Angling down the torch until its light finally brightened, he felt his way back up through the bowels of the house. This climb seemed far longer than the descent. He coughed, hacked. Part of him longed to rip this damn helmet off and
breathe,
but at the same time it seemed ridiculous to risk exposure now when so little of the house was left to be seen. The impossible purpose of the generators and the reckoning engine ticked and clicked and lingered with that half-seen face as he climbed the service stairs, and then leaned through a final green door, and shuffled towards the best stairs, which soared above him, a veritable waterfall of carpet. He coughed. A spray of blood coated the inside of his visor.

This was just like old times, and worse. At last, crawling on all fours, his consciousness floating on the dimming beam of his torch, he gained the landing. He thought of checking his aethometer, but realised he’d left it far away at the foot of the stairs, which he doubted if he would ever have the strength to return to. But all that was left, all he owed himself and the rest of the followers, was to prove that Invercombe was safe. Then, he could rest. Ralph’s helmet clanged a wall as he stumbled along the main landing. He hesitated, swaying beneath its weight. All the forgotten horrors of his old fevers, their bland unreasoning logic, the hot sense of conflicts which he alone could resolve, were returning. Then, but certain this time as the ache of his breathing, something moved ahead.

This same corridor with these same pictures. Dustier, yes. And distorted through the blood-mottled panes of his helmet. But still these same gilt-framed pictures of flowers on the walls, even if they were strung with scraps of weed now and ornamented with old bits of lemon rind, of all things, and then hung upside down.
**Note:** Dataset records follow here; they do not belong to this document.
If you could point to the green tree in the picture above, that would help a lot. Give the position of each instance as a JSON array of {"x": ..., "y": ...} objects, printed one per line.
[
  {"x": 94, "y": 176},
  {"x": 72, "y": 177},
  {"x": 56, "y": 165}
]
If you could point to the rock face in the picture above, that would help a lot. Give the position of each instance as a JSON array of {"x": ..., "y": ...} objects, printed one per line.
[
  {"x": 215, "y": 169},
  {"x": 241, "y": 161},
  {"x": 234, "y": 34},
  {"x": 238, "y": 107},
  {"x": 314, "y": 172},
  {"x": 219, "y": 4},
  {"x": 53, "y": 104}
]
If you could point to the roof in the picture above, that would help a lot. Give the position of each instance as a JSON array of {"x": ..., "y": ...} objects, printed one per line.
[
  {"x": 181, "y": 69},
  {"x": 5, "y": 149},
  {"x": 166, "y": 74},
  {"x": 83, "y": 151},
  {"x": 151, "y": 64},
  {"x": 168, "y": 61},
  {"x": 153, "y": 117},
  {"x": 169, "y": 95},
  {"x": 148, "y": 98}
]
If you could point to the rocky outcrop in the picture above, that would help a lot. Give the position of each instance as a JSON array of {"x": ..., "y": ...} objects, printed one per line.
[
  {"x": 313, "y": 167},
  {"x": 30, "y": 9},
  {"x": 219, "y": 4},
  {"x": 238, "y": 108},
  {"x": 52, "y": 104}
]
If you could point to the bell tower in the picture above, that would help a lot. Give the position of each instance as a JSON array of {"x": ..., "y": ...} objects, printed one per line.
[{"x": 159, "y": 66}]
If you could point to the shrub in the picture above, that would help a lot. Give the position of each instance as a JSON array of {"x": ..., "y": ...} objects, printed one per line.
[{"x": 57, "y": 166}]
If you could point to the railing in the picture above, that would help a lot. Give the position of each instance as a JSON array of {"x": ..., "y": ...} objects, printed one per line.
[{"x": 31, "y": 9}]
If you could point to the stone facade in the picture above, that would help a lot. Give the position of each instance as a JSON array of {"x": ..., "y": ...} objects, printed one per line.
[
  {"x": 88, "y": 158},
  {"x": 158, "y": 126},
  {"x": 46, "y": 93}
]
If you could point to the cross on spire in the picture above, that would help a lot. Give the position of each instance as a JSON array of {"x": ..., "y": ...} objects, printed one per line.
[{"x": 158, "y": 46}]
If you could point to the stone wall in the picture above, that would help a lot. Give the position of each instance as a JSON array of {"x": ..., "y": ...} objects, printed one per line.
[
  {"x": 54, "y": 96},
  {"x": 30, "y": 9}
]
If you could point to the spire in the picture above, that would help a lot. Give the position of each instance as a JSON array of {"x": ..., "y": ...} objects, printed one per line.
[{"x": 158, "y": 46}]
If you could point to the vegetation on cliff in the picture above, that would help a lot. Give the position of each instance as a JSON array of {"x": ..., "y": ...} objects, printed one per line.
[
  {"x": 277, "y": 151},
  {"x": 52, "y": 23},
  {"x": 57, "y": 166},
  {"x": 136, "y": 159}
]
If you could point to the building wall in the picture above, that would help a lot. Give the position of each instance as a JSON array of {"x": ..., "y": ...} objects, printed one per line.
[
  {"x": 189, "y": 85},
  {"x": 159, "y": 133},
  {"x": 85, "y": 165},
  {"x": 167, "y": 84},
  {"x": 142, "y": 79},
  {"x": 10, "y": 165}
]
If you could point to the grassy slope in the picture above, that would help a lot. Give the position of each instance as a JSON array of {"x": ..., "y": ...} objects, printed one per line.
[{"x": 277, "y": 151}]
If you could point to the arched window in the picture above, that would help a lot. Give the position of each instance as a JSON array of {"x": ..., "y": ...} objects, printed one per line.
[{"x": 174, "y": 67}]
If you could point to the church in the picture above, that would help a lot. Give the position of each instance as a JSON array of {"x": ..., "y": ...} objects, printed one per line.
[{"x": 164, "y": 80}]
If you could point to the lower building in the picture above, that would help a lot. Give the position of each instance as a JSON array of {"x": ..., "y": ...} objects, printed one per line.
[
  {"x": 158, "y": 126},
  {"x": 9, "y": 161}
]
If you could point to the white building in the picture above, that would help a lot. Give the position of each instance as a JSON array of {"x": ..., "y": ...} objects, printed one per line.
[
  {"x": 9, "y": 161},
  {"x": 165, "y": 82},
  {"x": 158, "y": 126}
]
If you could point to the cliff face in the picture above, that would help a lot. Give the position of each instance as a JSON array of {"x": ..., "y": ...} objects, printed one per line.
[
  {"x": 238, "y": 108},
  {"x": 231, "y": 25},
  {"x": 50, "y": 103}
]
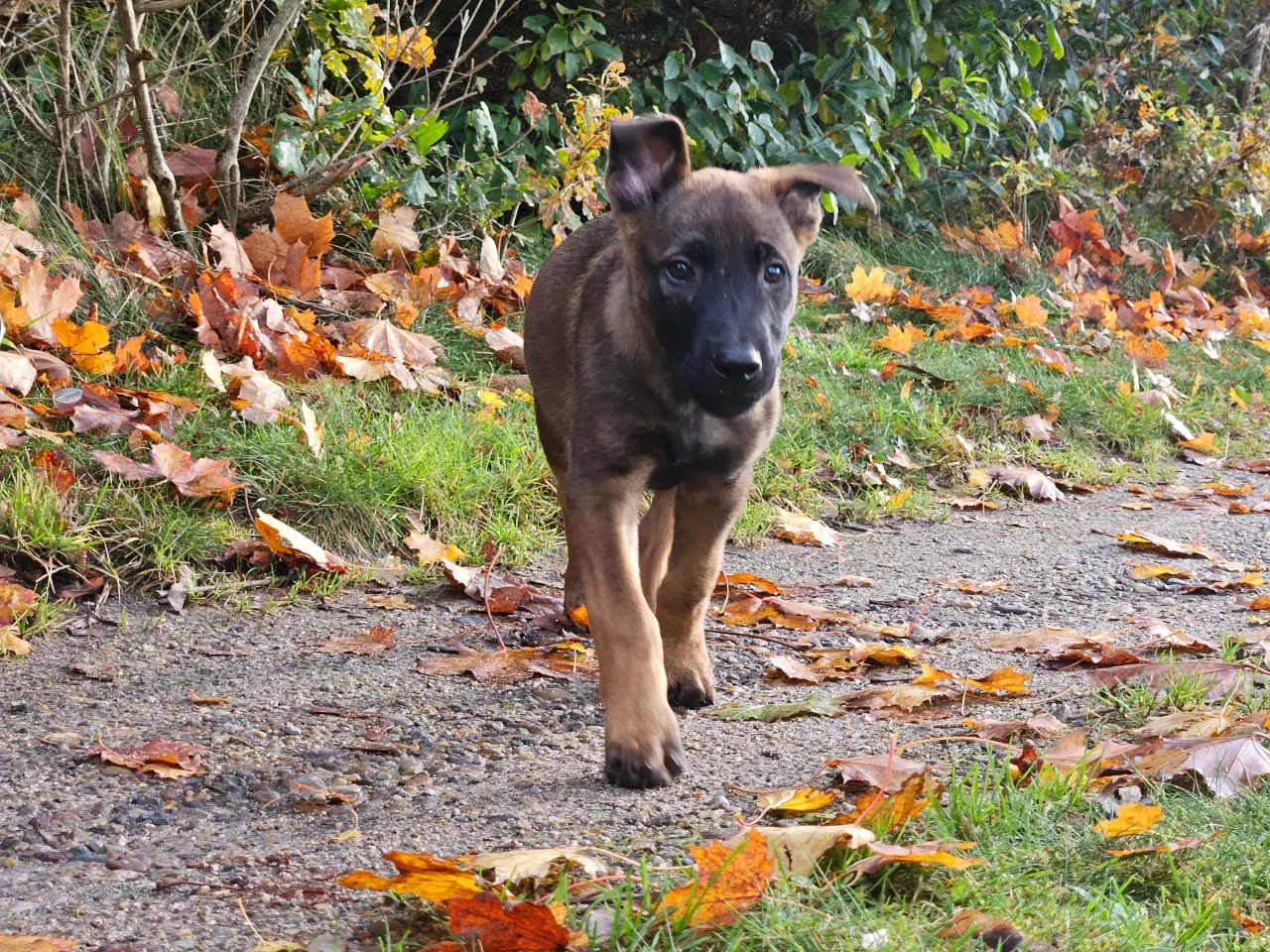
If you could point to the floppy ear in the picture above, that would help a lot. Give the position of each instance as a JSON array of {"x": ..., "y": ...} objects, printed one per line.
[
  {"x": 798, "y": 189},
  {"x": 647, "y": 158}
]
Yes, this was the place it had always been and something, quite beyond doubt, had moved ahead of him. A shape, which, in its departing, had turned the same corner which he must turn, which he knew would lead to his own room just as it always had, and still did in his dreams. Nothing had changed. Not even him. He moved forward. His torch had paled, and there was no aether here, but the night sky outside had cleared to admit a rising moon which danced and shifted amid the mullions. A dresser shone. His shadow moved across the walls and the house seemed to move with him. This was like that moment before that meal, when he’d been wandering the gardens. The thing about ghosts, he’d realised then, was that you only saw them afterwards. What you saw at the time was simply reality.

Ralph, as he moved on towards his old room, wondered why he’d clung to logic for so long. After all the things which had unravelled, why should he have ever expected this house to make any sense to him? It wasn’t about danger or not danger. It wasn’t about the crowds or the Beetle Lady or this war or even Marion Price … The door to his room swung shut ahead of him. This was far too much, but then again, it was all to be expected. Time was running backwards, and many spells had been cast, and many seas had risen, and he fully expected, as he gripped the handle in his gauntlet hand and twisted it, to discover his younger self lying there in the bed in the grip of a fever through which the rest of his life had been lived. The fleeting sense of meaning, the heavy heat, the restless purpose, all seemed entirely right. Perhaps logic did exist within a final core of meaninglessness. And perhaps this was it.